Enalapril and
losartan reduce but not normalize sympathetic hyperactivity in patients with hypertensive
chronic renal failure (CRF). This study assessed the effect of chronic
eprosartan on BP and sympathetic activity, and assessed the effect of
moxonidine during chronic
eprosartan treatment. In 11 stable patients with CRF (
creatinine clearance 47 +/- 10 ml/min), muscle sympathetic nerve activity (MSNA; peroneal nerve), BP, and baroreceptor sensitivity were measured in the absence of
antihypertensive drugs (except
diuretics) during chronic
eprosartan therapy (600 mg for 6 wk) and in 9 patients after
moxonidine (0.2 mg for 6 wk) was added.

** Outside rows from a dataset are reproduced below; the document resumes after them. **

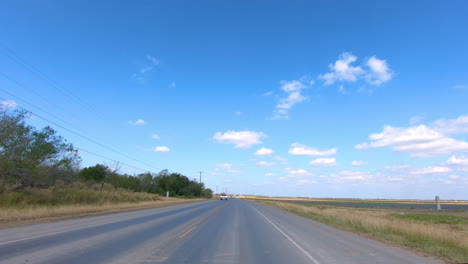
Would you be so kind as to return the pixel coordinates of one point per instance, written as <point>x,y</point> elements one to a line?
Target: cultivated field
<point>443,234</point>
<point>56,203</point>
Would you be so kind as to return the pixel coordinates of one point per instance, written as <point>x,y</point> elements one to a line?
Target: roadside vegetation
<point>40,171</point>
<point>443,234</point>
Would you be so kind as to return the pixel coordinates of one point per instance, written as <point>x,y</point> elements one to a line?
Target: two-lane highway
<point>232,231</point>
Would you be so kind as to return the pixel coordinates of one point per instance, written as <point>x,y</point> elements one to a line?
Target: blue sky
<point>364,99</point>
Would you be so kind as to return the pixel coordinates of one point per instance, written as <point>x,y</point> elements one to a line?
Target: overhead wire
<point>41,75</point>
<point>86,138</point>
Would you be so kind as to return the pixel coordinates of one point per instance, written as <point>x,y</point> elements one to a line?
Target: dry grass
<point>37,214</point>
<point>448,241</point>
<point>63,202</point>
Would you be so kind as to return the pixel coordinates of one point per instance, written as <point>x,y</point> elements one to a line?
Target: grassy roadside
<point>78,200</point>
<point>443,236</point>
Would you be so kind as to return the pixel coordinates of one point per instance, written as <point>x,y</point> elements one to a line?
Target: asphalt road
<point>232,231</point>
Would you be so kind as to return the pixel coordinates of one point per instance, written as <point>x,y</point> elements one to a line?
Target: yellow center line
<point>187,232</point>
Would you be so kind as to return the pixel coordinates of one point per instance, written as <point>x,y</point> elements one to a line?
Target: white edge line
<point>315,261</point>
<point>76,229</point>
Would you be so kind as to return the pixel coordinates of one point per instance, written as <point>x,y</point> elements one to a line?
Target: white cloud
<point>298,149</point>
<point>396,167</point>
<point>460,86</point>
<point>376,72</point>
<point>152,60</point>
<point>228,167</point>
<point>281,160</point>
<point>292,173</point>
<point>264,152</point>
<point>431,170</point>
<point>379,71</point>
<point>8,104</point>
<point>293,90</point>
<point>342,70</point>
<point>358,163</point>
<point>324,162</point>
<point>265,164</point>
<point>151,63</point>
<point>419,141</point>
<point>458,160</point>
<point>342,90</point>
<point>350,176</point>
<point>241,139</point>
<point>292,99</point>
<point>440,147</point>
<point>136,123</point>
<point>416,120</point>
<point>304,181</point>
<point>452,126</point>
<point>162,149</point>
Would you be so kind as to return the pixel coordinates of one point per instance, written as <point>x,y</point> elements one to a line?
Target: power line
<point>84,137</point>
<point>31,90</point>
<point>40,109</point>
<point>41,75</point>
<point>92,153</point>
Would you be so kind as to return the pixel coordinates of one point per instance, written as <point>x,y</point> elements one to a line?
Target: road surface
<point>232,231</point>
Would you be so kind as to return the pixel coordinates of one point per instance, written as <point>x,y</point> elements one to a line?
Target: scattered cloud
<point>396,167</point>
<point>281,160</point>
<point>358,163</point>
<point>265,164</point>
<point>324,162</point>
<point>350,176</point>
<point>162,149</point>
<point>376,71</point>
<point>342,70</point>
<point>419,141</point>
<point>298,149</point>
<point>228,167</point>
<point>431,170</point>
<point>137,123</point>
<point>240,139</point>
<point>269,183</point>
<point>264,152</point>
<point>460,86</point>
<point>379,71</point>
<point>293,96</point>
<point>151,63</point>
<point>416,120</point>
<point>342,90</point>
<point>305,181</point>
<point>293,173</point>
<point>8,104</point>
<point>452,126</point>
<point>458,160</point>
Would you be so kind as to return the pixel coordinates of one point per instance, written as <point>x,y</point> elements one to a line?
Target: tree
<point>30,157</point>
<point>97,173</point>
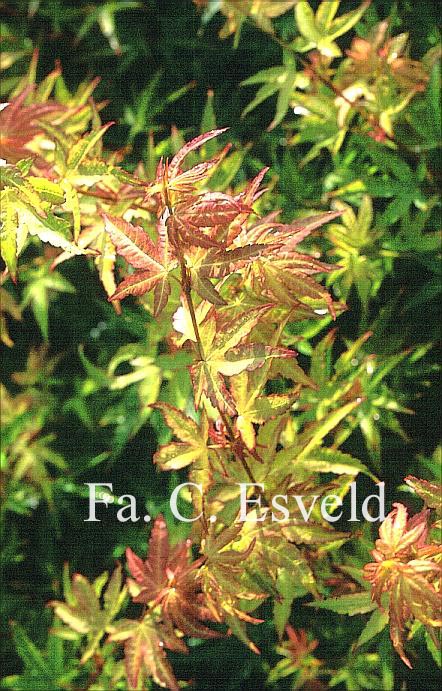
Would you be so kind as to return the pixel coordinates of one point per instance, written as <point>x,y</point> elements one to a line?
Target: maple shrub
<point>217,315</point>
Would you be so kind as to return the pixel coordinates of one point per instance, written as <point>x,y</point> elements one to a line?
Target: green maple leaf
<point>224,355</point>
<point>153,262</point>
<point>83,611</point>
<point>254,408</point>
<point>192,446</point>
<point>145,656</point>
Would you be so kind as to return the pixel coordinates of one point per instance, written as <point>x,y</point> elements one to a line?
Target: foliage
<point>158,301</point>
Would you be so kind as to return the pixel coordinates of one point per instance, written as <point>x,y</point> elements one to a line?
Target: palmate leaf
<point>153,262</point>
<point>168,578</point>
<point>224,355</point>
<point>83,611</point>
<point>144,652</point>
<point>253,408</point>
<point>19,125</point>
<point>405,575</point>
<point>192,446</point>
<point>354,603</point>
<point>217,263</point>
<point>320,30</point>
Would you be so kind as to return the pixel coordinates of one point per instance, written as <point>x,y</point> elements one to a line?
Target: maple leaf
<point>19,125</point>
<point>83,611</point>
<point>253,408</point>
<point>95,239</point>
<point>153,262</point>
<point>193,444</point>
<point>217,263</point>
<point>167,578</point>
<point>221,578</point>
<point>144,643</point>
<point>430,492</point>
<point>224,355</point>
<point>404,567</point>
<point>172,179</point>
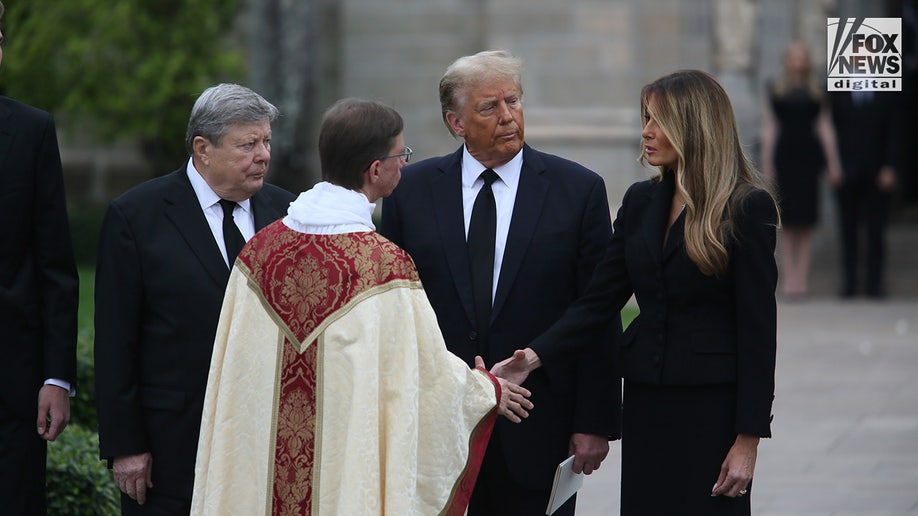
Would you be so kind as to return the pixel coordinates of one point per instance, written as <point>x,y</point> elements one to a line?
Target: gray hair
<point>222,106</point>
<point>483,67</point>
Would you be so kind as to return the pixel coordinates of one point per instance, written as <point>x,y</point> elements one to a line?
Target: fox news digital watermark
<point>864,54</point>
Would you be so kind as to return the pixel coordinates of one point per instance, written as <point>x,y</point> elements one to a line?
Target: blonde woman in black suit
<point>695,245</point>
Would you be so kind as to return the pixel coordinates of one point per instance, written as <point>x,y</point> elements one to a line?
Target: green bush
<point>78,483</point>
<point>85,224</point>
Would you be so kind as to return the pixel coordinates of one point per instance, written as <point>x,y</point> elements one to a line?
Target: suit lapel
<point>675,238</point>
<point>183,209</point>
<point>447,188</point>
<point>530,197</point>
<point>657,215</point>
<point>6,136</point>
<point>263,210</point>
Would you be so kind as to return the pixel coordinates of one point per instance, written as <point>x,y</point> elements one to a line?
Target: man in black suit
<point>165,253</point>
<point>38,303</point>
<point>542,229</point>
<point>869,131</point>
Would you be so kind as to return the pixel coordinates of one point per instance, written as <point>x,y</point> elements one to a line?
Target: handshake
<point>510,373</point>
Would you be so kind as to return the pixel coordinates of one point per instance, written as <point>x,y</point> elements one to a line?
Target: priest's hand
<point>513,404</point>
<point>133,474</point>
<point>517,368</point>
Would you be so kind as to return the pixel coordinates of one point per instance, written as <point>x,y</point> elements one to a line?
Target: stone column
<point>735,23</point>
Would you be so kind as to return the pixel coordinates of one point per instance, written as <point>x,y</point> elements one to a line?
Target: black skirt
<point>674,440</point>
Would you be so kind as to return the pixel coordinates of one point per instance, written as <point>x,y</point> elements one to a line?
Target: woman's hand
<point>737,469</point>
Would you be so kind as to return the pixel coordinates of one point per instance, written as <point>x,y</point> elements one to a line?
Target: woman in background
<point>798,145</point>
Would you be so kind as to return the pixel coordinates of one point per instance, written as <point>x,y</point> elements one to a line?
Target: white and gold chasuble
<point>331,391</point>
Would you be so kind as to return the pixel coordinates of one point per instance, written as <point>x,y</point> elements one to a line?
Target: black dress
<point>798,157</point>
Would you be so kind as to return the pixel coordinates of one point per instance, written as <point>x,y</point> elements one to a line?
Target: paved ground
<point>846,409</point>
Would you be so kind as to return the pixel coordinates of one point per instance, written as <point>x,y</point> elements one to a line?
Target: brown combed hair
<point>354,133</point>
<point>713,173</point>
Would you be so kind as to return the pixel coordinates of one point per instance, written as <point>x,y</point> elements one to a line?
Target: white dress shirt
<point>504,190</point>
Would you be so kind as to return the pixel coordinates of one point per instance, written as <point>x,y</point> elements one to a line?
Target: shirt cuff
<point>63,384</point>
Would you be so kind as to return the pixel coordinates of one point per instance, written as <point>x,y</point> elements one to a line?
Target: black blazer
<point>869,134</point>
<point>160,280</point>
<point>560,225</point>
<point>38,277</point>
<point>692,329</point>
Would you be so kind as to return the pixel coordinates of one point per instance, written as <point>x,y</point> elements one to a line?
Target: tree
<point>124,69</point>
<point>295,53</point>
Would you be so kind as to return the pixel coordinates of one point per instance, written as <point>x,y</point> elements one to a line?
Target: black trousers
<point>863,212</point>
<point>22,466</point>
<point>496,494</point>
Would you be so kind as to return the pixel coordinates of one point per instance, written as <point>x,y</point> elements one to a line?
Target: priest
<point>331,390</point>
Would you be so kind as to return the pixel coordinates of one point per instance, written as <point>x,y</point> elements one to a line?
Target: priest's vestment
<point>331,391</point>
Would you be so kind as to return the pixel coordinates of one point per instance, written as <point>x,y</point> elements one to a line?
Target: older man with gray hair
<point>165,254</point>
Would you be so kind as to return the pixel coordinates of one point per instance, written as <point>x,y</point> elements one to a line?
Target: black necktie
<point>482,233</point>
<point>232,237</point>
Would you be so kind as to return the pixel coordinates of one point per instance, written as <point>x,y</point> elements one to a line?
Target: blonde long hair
<point>713,173</point>
<point>789,77</point>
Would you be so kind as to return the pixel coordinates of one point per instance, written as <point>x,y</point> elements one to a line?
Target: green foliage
<point>78,483</point>
<point>131,67</point>
<point>83,406</point>
<point>85,225</point>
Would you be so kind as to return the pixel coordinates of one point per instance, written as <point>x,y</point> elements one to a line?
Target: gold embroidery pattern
<point>296,427</point>
<point>305,278</point>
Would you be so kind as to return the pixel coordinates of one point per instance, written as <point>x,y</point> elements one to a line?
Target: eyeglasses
<point>406,154</point>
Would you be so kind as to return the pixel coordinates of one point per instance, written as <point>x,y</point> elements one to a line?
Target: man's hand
<point>513,403</point>
<point>737,469</point>
<point>133,474</point>
<point>517,368</point>
<point>53,411</point>
<point>589,450</point>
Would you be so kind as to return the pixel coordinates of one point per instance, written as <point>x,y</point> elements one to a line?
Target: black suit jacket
<point>692,329</point>
<point>38,278</point>
<point>160,280</point>
<point>869,134</point>
<point>559,227</point>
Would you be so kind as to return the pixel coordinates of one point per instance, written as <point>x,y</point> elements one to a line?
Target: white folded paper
<point>566,484</point>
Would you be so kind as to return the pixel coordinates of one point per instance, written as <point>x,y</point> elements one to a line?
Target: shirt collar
<point>509,172</point>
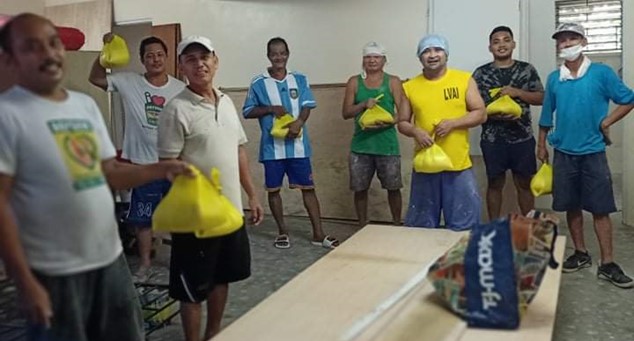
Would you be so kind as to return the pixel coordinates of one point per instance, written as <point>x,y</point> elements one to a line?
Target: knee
<point>497,183</point>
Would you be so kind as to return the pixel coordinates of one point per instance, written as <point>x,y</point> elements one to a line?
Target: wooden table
<point>347,294</point>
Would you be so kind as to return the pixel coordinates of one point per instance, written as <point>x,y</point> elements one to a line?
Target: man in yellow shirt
<point>444,103</point>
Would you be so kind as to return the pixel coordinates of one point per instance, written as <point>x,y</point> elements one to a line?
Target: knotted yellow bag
<point>432,160</point>
<point>280,124</point>
<point>196,204</point>
<point>115,53</point>
<point>375,116</point>
<point>542,182</point>
<point>504,105</point>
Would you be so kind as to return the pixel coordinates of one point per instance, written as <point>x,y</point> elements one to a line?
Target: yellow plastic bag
<point>542,182</point>
<point>280,124</point>
<point>196,204</point>
<point>504,105</point>
<point>115,53</point>
<point>375,116</point>
<point>432,160</point>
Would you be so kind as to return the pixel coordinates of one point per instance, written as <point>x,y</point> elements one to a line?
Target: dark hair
<point>149,41</point>
<point>276,40</point>
<point>501,29</point>
<point>7,29</point>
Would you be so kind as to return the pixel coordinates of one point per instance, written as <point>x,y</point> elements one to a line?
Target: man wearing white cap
<point>374,149</point>
<point>201,125</point>
<point>444,103</point>
<point>143,97</point>
<point>576,109</point>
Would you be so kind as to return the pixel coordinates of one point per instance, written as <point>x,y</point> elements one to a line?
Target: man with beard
<point>59,235</point>
<point>444,104</point>
<point>507,141</point>
<point>143,97</point>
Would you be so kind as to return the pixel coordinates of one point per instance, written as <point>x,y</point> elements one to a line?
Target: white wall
<point>325,37</point>
<point>19,6</point>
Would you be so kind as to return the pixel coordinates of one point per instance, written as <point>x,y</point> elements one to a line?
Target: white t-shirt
<point>205,136</point>
<point>62,204</point>
<point>142,104</point>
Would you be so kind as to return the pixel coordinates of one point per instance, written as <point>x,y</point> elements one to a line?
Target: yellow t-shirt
<point>444,98</point>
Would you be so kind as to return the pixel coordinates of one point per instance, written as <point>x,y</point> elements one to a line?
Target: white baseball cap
<point>204,41</point>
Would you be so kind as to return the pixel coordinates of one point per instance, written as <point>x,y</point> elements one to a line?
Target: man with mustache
<point>60,241</point>
<point>576,109</point>
<point>201,125</point>
<point>444,103</point>
<point>507,141</point>
<point>143,97</point>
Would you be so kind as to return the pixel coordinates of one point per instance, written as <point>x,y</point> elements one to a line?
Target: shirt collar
<point>197,99</point>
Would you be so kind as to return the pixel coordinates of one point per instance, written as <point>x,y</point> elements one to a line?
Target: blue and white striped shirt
<point>293,93</point>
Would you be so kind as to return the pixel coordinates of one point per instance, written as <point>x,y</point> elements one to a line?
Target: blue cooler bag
<point>490,276</point>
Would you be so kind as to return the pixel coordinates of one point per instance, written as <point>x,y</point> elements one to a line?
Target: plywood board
<point>328,298</point>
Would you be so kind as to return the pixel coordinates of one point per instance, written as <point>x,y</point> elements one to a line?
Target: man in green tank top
<point>374,148</point>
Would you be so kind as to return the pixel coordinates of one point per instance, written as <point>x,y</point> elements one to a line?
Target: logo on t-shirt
<point>153,106</point>
<point>294,93</point>
<point>451,93</point>
<point>78,145</point>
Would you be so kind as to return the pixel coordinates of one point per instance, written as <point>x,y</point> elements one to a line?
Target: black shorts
<point>582,182</point>
<point>197,265</point>
<point>518,157</point>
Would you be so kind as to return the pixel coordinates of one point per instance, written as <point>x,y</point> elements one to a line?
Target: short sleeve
<point>534,82</point>
<point>115,81</point>
<point>618,92</point>
<point>107,150</point>
<point>307,100</point>
<point>9,135</point>
<point>171,133</point>
<point>251,101</point>
<point>549,105</point>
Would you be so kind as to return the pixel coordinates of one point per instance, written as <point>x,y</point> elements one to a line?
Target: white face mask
<point>571,53</point>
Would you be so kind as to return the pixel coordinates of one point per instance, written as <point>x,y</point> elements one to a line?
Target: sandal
<point>328,242</point>
<point>282,241</point>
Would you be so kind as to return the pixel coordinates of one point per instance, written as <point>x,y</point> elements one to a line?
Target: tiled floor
<point>589,309</point>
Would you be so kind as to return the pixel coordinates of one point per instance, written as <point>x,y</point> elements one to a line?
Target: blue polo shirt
<point>575,108</point>
<point>293,93</point>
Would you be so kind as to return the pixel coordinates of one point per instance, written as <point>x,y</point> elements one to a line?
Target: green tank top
<point>375,142</point>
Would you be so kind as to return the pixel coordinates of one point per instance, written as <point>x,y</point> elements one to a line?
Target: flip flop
<point>282,241</point>
<point>328,242</point>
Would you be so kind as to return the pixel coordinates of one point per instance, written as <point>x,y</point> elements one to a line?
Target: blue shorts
<point>518,157</point>
<point>454,194</point>
<point>144,200</point>
<point>582,182</point>
<point>298,170</point>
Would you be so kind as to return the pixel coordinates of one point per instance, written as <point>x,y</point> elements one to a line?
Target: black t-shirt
<point>520,75</point>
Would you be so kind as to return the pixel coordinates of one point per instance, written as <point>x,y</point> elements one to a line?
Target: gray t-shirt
<point>142,104</point>
<point>62,204</point>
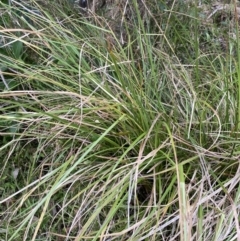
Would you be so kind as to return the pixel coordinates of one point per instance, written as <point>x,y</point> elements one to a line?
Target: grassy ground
<point>108,138</point>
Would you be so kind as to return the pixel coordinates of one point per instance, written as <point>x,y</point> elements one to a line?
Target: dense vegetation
<point>119,128</point>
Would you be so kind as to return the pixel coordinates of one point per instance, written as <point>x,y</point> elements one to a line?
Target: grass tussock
<point>104,137</point>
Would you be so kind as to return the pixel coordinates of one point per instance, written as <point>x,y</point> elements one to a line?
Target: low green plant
<point>108,141</point>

Normovolemia was controlled by
diuretics and confirmed by extracellular fluid volume measurements. BP, heart rate, and MSNA were higher in patients than in 22 controls. During
eprosartan therapy, mean arterial pressure (111 +/- 9 to 98 +/- 7 mmHg, P < 0.001), heart rate (71 +/- 10 to 65 +/- 8 bpm, P < 0.001), and MSNA (35 +/- 10 to 27 +/- 8 bursts/min, P < 0.001) decreased. After the addition of
moxonidine (n = 9), a further reduction of mean arterial pressure to 89 +/- 7 mmHg (P < 0.05) and of MSNA to 20 +/- 10 bursts/min (P < 0.05) occurred. Sympathetic activity in patients with CRF can be normalized, and
angiotensin II-independent sympathetic hyperactivity contributes to the pathogenesis of
renal hypertension. Sympathetic hyperactivity is associated with poor cardiovascular outcomes, implying that reduction might be beneficial to the patients. The addition of
moxonidine to
angiotensin II antagonist treatment might be appropriate.